Preliminary Class 8 net orders in October marked a 14% month-over-month decline, but a 2% year-over-year increase, totaling 28,300 units, according to preliminary data from FTR Transportation Intelligence.
The figure falls slightly below seasonal expectations, as the average October order volume over the past seven years has been 33,940 units. While this is a solid number given the continued slowdown in the truck freight market, FTR noted that it indicates some fleets may be exercising caution in placing orders for 2025. Normally, orders in October tend to show a modest increase over the previous month.
[RELATED: Class 8 net orders jumped above trend in September, signifying balanced order number]
ACT Research reported that October preliminary Class 8 net orders were 30,600 units, down 5.2% year-over-year.
After a strong launch for 2025 orders in September, medium and heavy-duty orders declined in October, said Kenny Vieth, ACT’s president and senior analyst. On a seasonally adjusted basis, Class 8 orders dropped by 30% from September to 24,500 units, equivalent to a 294,000 annualized rate.
FTR’s data showed that year-to-date performance has stayed within replacement demand levels, averaging 21,211 net orders per month. October 2024 YTD net orders were up 11% year-over-year, with Class 8 orders totaling 274,174 units over the past 12 months.
Dan Moyer, senior analyst for commercial vehicles, noted that OEMs saw a month-over-month dip in total market demand, though results varied as some OEMs saw gains, while others faced declines. “The on-highway market showcased a notable jump in demand, softening the blow from the declines observed in the overall vocational sector,” he said.
Though the freight market remains soft, fleets have maintained their investment in new equipment, largely at replacement demand levels so far in 2024, Moyer said. FTR anticipates a slight uptick in October backlogs once the final Class 8 market data is released later this month.
“With inventory levels remaining close to record highs, we also foresee continued downward pressure on production rates through the reminder of 2024," he added.
Truckload capacity pressures grow
Meanwhile, CDL downgrades may be set to reduce truckload capacity, ACT noted.
Lower equipment supply, especially among private fleets, could play a role in a market turn next year, according to Tim Denoyer, ACT’s vice president and senior analyst.
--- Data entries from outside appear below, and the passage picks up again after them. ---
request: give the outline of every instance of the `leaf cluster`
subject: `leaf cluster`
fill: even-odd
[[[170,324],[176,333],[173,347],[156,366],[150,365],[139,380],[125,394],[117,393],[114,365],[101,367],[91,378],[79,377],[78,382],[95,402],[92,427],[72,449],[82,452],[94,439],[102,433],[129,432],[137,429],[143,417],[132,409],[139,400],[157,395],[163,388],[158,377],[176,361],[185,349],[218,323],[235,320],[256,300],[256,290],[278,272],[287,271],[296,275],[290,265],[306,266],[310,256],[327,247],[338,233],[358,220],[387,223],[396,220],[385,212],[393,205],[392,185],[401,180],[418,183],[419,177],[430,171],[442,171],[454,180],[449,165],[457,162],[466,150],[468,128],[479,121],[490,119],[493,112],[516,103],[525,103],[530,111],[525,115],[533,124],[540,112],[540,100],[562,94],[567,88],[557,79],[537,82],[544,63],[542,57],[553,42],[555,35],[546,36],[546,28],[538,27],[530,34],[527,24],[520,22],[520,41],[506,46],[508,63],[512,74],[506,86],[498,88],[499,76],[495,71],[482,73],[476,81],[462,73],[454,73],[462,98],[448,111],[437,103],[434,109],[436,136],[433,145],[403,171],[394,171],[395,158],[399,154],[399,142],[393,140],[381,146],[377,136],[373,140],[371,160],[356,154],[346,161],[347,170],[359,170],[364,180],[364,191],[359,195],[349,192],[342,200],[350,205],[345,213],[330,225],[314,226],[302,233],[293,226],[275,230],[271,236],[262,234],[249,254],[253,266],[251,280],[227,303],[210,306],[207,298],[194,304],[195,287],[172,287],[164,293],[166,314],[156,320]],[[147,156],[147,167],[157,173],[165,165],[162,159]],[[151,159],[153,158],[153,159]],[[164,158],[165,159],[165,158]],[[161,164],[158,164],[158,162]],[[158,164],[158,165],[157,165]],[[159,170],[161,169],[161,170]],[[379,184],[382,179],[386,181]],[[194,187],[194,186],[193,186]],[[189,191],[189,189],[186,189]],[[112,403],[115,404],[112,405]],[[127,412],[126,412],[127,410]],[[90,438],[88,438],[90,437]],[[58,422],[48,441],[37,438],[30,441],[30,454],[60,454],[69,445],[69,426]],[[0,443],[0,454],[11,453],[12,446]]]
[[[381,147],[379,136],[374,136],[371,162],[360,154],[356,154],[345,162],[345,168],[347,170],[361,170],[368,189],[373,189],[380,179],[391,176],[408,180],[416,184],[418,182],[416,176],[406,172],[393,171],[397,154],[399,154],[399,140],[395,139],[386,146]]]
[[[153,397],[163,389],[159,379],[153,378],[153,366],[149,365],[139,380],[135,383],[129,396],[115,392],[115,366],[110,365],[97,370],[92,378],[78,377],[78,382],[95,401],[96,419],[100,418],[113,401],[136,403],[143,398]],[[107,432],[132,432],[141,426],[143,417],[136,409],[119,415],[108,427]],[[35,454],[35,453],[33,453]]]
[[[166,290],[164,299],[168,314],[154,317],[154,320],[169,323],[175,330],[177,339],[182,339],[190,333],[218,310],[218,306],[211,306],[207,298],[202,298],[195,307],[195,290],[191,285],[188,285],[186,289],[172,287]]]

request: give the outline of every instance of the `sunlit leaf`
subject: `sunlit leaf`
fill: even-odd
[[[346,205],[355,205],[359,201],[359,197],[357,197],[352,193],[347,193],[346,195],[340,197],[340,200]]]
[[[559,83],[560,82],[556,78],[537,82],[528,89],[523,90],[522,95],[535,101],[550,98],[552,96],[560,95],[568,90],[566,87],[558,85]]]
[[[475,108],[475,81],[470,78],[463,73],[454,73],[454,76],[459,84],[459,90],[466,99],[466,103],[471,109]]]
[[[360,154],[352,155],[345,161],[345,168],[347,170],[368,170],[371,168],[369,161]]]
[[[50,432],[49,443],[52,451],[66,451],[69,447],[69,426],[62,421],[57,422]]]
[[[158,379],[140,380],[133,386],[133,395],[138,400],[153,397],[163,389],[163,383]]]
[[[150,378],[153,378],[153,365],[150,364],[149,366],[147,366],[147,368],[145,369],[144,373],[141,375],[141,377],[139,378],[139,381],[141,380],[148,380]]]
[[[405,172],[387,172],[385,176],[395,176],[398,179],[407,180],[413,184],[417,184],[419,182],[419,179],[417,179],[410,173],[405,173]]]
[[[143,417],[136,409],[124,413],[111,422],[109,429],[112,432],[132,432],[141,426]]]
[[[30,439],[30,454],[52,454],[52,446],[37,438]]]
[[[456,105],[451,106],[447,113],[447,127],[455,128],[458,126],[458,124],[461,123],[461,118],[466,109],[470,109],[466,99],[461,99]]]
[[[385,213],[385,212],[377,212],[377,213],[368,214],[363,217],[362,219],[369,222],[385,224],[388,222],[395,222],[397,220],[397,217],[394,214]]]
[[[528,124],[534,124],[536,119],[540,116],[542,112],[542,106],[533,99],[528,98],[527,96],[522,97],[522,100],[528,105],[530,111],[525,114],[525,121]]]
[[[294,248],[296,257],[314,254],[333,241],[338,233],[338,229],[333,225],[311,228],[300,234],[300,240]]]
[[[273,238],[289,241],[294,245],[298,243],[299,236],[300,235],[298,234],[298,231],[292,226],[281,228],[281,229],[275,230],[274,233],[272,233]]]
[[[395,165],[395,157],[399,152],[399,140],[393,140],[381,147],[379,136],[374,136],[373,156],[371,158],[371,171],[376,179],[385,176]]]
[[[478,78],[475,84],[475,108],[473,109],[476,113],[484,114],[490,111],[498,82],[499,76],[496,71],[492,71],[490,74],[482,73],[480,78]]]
The FMCSA regulation might lead to the downgrade of CDL holders in states that previously weren’t required to enforce the FMCSA’s Drug & Alcohol Clearinghouse.
Though it’s hard to predict the impact, Denoyer explained that if state driver’s license agencies downgrade a significant number of CDLs on Nov. 18, it would likely benefit the industry in two ways: improving road safety and increasing truckload rates.
While the DAT load-to-truck ratio isn’t exactly a scale of 1 to 10, ACT noted that it can rise beyond 10. For example, it rose to mid-teens in 2017 and early 2018, and even higher in 2021, peaking above 20. ACT’s aggregated seasonally adjusted DAT load-to-truck ratio moved above 7 in early October, indicating a modest increase in spot rates in the near term.
However, Denoyer concluded that necessary rebalancing of equipment capacity to significantly raise rates in 2025 hasn’t arrived yet.